2. Vauxhall Meriva Mk1
Bizarrely, the original Meriva used a column-mounted EPS that was not shared with other Vauxhall models. Should the PAS fail completely (and/or the EPS warning lamp illuminates), the assistance level will vary, depending on direction, or if the steering groans/vibrates. The steering torque sensor is the most common cause. Look for code ‘C1500’. While the sensor can be renewed separately, the control unit will require calibrating. Alternatively, intermittent failure that is accompanied by code ‘C1002’ indicates complete motor control unit failure, requiring a replacement column.
3. Fiat Panda (2004-2014), 500 and Grande Punto (to 2014)
EPS issues continued with Fiat cars long after the Punto ended production. The Panda and 500 models suffer also from high failure rates of their columns, although the Panda column is unique. Like the Vauxhall Meriva, the steering torque sensor is the main cause of failure (generating code ‘C1002’) and the symptoms are the same as those described earlier. You can replace the Panda’s sensor separately. However, the code ‘C1001’ indicates motor control unit failure and replacing the column will be required. Like that of our Punto demonstration, a correctlyremanufactured column should not require any further programming. Unlike those of the Panda and Punto, the Grande Punto’s Delphi EPS column is of a different design, where the column, motor and ECU are integral. Should there be any issues, the entire column will have to be replaced. While not interchangeable, the same problem strikes the columns fitted to the basic 500 model.
4. Volkswagen Golf MKV and MKVI, Audi A3 (to 2013)
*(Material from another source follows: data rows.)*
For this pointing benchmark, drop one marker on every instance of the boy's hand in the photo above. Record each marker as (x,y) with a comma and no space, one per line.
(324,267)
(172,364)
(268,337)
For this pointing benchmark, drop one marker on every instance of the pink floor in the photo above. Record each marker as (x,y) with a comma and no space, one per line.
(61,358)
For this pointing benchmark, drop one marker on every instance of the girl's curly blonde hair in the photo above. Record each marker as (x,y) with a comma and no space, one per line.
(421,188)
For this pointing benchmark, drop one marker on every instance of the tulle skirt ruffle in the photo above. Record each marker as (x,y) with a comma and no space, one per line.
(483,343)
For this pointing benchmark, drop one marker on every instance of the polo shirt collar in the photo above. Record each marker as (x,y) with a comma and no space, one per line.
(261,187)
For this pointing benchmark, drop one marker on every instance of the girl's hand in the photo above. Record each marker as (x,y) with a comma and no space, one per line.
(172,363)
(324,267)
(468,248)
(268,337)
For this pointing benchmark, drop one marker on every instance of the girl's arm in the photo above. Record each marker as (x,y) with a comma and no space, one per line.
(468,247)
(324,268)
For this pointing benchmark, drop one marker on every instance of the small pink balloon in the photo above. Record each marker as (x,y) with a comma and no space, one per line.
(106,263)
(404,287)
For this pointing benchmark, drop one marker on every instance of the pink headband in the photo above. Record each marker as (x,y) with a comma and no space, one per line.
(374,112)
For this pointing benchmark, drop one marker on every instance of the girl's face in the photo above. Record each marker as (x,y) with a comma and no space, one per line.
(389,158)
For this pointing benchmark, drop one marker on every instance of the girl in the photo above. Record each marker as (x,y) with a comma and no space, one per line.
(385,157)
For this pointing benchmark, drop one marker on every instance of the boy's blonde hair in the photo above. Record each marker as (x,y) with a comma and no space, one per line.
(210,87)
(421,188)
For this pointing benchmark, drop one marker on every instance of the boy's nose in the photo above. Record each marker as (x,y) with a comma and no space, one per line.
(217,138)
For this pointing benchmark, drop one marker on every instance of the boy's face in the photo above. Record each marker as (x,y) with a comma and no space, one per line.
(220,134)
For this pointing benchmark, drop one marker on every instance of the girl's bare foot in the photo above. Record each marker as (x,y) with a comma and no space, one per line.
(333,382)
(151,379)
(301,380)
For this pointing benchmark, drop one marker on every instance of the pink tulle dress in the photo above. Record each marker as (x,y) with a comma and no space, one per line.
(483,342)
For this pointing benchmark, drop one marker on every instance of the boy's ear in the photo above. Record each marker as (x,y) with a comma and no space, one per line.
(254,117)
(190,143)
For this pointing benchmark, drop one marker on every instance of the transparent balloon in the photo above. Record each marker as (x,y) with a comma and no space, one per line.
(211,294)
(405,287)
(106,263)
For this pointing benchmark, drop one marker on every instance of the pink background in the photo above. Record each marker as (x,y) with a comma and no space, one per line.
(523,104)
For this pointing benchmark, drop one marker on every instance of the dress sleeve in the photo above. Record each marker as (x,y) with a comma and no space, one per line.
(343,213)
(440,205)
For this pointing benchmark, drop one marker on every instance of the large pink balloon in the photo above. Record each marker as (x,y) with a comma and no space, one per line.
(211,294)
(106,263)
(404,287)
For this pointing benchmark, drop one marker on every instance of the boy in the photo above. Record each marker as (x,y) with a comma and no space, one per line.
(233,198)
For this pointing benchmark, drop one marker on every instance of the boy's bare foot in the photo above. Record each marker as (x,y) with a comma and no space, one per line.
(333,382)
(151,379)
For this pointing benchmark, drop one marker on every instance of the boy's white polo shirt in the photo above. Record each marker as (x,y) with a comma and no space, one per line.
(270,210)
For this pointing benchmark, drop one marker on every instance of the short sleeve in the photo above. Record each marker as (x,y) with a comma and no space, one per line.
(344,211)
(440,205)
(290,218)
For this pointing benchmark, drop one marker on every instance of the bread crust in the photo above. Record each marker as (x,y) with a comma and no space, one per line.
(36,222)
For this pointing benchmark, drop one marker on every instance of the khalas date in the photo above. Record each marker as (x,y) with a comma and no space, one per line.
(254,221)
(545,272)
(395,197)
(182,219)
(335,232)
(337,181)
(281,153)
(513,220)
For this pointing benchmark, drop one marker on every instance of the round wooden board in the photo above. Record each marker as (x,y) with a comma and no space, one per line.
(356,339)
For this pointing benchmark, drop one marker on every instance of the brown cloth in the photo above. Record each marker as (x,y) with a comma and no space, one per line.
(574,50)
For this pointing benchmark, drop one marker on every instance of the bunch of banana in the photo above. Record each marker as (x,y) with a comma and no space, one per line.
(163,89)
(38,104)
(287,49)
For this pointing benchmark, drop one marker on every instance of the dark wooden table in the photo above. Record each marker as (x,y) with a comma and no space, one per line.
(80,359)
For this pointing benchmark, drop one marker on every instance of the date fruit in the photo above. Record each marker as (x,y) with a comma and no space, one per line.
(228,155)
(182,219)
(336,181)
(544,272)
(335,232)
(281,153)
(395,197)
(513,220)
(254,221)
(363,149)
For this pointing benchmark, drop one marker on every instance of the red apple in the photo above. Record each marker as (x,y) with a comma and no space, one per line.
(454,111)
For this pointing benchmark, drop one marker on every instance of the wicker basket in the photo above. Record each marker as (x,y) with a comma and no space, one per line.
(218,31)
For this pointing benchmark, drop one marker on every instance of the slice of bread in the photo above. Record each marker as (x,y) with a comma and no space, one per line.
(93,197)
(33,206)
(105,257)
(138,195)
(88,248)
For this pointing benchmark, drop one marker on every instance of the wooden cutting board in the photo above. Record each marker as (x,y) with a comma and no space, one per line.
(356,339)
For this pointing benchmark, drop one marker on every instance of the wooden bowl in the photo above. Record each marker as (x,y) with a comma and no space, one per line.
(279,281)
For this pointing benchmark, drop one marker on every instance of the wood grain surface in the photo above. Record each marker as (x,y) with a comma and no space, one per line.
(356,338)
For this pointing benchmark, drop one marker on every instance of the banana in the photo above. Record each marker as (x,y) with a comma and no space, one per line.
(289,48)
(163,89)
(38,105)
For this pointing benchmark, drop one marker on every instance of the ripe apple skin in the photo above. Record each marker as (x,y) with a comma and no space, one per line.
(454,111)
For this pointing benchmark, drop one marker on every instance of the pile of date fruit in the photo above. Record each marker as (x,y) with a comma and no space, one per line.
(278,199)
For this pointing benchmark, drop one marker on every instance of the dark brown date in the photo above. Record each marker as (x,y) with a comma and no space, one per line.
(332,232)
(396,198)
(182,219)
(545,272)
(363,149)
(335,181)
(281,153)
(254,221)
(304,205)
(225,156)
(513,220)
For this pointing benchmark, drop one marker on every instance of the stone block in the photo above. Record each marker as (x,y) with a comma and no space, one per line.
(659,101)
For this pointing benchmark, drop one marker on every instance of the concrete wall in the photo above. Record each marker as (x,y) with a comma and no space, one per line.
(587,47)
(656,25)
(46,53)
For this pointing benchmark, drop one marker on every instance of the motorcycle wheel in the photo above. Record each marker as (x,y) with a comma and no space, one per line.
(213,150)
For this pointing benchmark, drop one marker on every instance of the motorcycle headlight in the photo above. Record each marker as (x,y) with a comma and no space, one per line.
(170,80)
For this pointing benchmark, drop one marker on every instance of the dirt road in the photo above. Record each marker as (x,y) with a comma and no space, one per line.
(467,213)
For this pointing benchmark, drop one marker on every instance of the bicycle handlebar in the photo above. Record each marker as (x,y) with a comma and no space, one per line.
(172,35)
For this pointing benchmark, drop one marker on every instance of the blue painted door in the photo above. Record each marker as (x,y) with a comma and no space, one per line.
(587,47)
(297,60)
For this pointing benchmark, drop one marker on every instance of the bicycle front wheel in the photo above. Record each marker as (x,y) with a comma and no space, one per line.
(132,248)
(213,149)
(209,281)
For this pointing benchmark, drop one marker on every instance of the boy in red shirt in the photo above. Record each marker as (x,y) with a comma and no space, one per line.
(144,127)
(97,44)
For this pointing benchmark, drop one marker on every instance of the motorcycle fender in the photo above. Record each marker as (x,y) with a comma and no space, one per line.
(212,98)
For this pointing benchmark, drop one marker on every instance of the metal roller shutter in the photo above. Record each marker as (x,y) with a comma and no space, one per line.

Three different types of EPS racks were fitted to these vehicless. The first types lasted until 2005, Zf-manufactured racks were fitted from 2005-2009 and the last generation ran from 2009-2013. In general, the newer ones are the most reliable. Failures arise due to water ingress into the rack from poorly-fitted, or split gaiters. Failure of the top pinion seal can allow water and dirt to seep into the rack’s mechanism. Torque sensor failure within the rack is a known issue, as are malfunctions of the motor/control unit.
5. Vauxhall Corsa D
Look for intermittent faults and not just total failure. Codes ‘C0460 (steering angle sensor)’ or ‘C0545 (steering torque sensor)’ mean that the column will need replacing. Motor problems start intermittently, but end up being permanent. The integral control circuit board inside the motor is known to burn out. Failure of the chips within the EPS ECU can leave false diagnostic codes, leading you to suspect the motor when the ECU is to blame. A new, or remanufactured, ECU must be matched and calibrated diagnostically with the torque sensor. The steering angle sensor is also a known weakness, resulting in the steering becoming lighter in one direction than the other. It can also cause the ECU to shut down. As these columns seem to be intrinsically fragile and difficult to calibrate, it is recommended that the complete column is changed, even though certain individual components can be replaced.